JEUDI DE LA SECONDE SEMAINE DE CARÊME

station à sainte marie du transtévère
     
Le riche, qui refusa à Lazare un morceau de pain, dut implorer une goutte d’eau.
     
La messe d’aujourd’hui est nettement une messe de pénitents. La pensée principale est claire et précise. L’Église montre les deux voies : la voie de la vie et la voie de la mort.
     
1. Le thème des pénitents. — Transportons-nous dans l’Église primitive.
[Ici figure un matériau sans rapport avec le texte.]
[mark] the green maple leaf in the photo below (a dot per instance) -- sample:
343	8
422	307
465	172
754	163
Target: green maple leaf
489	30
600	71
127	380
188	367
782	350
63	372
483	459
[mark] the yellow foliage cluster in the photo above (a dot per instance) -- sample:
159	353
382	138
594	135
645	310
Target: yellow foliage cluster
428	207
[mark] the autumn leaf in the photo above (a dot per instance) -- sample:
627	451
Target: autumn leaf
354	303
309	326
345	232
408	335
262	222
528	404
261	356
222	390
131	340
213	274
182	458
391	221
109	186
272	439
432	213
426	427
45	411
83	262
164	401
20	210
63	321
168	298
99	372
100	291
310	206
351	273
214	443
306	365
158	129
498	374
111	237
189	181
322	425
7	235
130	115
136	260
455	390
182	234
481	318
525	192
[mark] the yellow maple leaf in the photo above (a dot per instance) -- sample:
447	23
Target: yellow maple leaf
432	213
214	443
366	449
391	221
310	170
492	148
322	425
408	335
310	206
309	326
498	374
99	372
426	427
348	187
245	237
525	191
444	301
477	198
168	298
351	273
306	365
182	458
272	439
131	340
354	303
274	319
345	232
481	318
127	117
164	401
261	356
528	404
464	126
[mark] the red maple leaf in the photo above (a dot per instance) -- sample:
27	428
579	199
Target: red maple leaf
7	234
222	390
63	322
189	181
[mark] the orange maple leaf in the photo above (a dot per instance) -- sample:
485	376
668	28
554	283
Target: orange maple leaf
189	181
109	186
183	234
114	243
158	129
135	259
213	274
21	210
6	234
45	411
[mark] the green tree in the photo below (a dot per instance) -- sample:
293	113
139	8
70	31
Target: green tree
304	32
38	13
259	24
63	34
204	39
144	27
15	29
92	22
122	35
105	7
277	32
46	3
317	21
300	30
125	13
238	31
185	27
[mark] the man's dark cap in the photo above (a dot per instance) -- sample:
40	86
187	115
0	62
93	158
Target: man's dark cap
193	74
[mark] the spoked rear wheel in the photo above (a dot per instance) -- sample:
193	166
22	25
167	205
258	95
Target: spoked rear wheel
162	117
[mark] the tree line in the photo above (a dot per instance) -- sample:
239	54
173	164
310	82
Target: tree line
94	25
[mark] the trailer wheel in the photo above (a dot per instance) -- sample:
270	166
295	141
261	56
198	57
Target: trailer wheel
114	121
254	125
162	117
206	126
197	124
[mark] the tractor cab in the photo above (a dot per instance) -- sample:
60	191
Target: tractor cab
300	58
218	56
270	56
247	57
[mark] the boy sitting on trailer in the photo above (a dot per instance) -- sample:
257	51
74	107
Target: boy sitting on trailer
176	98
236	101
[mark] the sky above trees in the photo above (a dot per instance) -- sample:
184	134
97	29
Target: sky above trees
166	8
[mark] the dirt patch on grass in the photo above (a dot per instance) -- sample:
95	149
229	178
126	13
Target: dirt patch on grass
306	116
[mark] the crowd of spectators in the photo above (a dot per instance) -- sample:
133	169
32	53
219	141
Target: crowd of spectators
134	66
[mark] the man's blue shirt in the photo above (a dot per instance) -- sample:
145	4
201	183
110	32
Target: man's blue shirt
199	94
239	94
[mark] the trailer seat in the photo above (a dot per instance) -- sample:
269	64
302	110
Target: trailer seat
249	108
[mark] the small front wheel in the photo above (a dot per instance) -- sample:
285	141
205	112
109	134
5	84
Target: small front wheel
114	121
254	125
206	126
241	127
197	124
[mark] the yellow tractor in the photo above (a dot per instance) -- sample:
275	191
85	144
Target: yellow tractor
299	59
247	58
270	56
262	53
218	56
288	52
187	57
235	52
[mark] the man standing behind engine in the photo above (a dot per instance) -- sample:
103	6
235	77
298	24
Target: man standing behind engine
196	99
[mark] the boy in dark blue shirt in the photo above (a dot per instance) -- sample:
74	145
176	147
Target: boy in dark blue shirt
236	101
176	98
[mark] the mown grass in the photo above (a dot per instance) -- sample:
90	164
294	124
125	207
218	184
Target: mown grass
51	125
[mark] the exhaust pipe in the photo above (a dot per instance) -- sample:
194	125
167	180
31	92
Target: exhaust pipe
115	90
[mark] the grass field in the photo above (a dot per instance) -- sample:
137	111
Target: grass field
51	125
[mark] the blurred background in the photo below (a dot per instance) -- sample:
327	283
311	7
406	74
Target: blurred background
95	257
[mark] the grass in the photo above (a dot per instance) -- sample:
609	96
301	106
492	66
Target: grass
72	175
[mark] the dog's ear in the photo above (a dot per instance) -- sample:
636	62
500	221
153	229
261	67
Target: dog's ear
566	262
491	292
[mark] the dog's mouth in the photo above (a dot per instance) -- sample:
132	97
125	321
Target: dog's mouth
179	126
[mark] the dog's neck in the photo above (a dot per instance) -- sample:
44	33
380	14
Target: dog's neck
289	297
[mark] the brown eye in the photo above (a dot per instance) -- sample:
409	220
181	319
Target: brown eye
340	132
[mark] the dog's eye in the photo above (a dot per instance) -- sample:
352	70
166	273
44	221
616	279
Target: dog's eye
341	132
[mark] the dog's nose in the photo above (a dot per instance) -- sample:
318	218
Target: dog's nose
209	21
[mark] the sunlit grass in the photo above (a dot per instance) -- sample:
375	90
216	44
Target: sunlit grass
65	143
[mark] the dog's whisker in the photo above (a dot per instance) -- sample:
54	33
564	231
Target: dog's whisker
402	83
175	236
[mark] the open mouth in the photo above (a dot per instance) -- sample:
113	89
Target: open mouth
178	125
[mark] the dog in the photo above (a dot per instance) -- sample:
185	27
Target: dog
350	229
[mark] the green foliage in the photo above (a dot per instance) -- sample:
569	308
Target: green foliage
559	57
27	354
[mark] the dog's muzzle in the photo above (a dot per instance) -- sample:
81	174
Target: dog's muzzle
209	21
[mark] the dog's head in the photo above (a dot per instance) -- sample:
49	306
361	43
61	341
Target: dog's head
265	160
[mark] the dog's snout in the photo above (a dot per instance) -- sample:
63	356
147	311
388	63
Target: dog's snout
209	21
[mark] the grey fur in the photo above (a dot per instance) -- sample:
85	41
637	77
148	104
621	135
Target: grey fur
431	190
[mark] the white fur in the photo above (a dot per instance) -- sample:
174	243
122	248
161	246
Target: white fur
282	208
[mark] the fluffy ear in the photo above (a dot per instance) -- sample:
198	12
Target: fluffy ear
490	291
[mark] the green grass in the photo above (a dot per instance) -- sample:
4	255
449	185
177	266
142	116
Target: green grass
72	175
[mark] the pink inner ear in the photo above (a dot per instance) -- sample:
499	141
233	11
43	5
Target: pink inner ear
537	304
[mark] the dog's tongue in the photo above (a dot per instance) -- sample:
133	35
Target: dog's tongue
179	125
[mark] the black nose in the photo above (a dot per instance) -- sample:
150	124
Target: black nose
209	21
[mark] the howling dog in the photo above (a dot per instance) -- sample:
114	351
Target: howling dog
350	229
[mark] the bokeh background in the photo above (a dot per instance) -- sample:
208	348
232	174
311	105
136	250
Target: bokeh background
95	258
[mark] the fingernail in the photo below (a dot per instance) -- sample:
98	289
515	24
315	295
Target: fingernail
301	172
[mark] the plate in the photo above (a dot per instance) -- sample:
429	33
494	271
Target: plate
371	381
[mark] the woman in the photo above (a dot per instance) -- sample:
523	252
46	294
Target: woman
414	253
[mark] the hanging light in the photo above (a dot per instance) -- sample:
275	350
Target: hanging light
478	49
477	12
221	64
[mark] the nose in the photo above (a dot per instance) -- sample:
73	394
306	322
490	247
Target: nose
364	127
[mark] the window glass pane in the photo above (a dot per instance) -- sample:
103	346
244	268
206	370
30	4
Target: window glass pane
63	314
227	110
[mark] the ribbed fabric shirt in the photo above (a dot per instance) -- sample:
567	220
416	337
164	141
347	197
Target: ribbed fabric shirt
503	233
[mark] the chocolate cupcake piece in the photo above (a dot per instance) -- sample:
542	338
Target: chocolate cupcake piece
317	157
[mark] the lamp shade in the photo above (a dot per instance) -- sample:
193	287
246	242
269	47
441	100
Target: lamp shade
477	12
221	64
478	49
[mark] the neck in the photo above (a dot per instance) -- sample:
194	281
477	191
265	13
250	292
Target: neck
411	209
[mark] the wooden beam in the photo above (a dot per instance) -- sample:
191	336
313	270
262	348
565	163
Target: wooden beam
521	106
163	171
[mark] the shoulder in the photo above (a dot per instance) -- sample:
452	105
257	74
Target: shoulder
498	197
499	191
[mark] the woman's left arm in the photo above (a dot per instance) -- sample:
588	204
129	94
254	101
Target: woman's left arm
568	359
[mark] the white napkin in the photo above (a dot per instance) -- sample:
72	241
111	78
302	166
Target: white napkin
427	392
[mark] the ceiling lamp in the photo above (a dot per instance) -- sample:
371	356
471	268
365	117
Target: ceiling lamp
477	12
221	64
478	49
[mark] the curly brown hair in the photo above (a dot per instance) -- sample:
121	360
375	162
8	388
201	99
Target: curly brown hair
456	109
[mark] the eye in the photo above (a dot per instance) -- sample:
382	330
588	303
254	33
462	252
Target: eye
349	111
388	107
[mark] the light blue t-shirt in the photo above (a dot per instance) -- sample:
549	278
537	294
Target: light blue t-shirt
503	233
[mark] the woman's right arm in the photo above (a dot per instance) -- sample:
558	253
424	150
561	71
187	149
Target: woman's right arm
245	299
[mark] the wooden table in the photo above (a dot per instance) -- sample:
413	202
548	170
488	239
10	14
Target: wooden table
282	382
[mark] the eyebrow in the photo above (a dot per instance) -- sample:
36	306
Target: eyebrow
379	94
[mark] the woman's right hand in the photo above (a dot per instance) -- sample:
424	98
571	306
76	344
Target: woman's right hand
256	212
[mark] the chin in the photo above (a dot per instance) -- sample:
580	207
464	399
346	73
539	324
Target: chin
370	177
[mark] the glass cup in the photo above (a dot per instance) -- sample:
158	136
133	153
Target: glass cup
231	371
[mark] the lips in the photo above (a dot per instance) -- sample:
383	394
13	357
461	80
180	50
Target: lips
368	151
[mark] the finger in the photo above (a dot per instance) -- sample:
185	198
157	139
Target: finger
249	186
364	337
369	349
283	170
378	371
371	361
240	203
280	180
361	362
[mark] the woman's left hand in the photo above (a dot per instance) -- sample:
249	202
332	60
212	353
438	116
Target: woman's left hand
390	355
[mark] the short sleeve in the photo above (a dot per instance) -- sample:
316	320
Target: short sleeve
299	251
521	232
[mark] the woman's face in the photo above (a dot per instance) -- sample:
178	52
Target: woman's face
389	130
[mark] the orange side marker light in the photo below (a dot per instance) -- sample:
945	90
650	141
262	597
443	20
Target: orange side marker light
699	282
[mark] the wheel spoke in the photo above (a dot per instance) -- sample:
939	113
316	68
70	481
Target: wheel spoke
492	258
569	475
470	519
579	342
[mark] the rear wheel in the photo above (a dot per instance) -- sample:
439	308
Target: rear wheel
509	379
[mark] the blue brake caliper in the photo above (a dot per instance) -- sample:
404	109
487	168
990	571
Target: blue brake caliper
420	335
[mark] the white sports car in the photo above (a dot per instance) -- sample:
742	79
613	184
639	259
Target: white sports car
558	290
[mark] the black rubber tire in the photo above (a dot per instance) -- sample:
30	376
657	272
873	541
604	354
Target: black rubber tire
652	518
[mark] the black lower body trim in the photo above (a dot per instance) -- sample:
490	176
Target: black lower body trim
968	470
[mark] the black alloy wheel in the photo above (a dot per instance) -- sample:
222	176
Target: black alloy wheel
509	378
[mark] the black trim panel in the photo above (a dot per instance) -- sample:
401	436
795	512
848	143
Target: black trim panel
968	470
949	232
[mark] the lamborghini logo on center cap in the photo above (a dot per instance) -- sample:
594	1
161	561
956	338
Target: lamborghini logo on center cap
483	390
Nous apercevons une troupe de pénitents, vêtus d’habits en poil de chèvre, agenouillés, pleins de repentir et de componction. Jusqu’à l’Évangile, ils sont autorisés à demeurer dans la maison de Dieu, mais ensuite ils sont renvoyés. Ils n’ont pas droit de s’asseoir à la table du Père de famille. Devant la porte de l’église, ils implorent une goutte d’eau pour rafraîchir leur langue. C’est dans ce sens que nous entendons la parabole du mauvais riche et du pauvre Lazare, c’est ainsi également qu’il faut entendre la double image de la leçon. L’Église, dans ces deux lectures, caractérise le ciel et l’enfer dans l’autre monde et le ciel et l’enfer ici-bas.
 
Le ciel et l’enfer dans l’autre monde. — L’image du ciel, c’est Lazare dans le sein d’Abraham. L’image de l’enfer, c’est le mauvais riche dans les tourments, la langue desséchée, implorant une goutte d’eau fraîche ; c’est aussi l’arbre du désert desséché et aride.
      
Le ciel et l’enfer ici-bas. — Le ciel sur la terre, c’est la filiation divine, la vie dans le sein de l’Église avec la consolation et le rafraîchissement mystérieux des sacrements. C’est le ciel, alors même que la vie extérieure serait aussi misérable que celle du mendiant Lazare. L’enfer sur la terre, c’est d’être exclu de l’Église, séparé de la source de la vie divine. L’âme de celui qui est dans cet enfer terrestre ressemble au mauvais riche tourmenté par la soif, à l’arbre desséché du désert. — C’est l’état actuel des pénitents.
      
L’Église chante les antiennes suivantes au commencement et à la fin du jour :
“ Songe, mon fils, que tu as eu du bonheur dans ta vie, mais que Lazare n’a eu que du malheur ” (Ant. Ben.).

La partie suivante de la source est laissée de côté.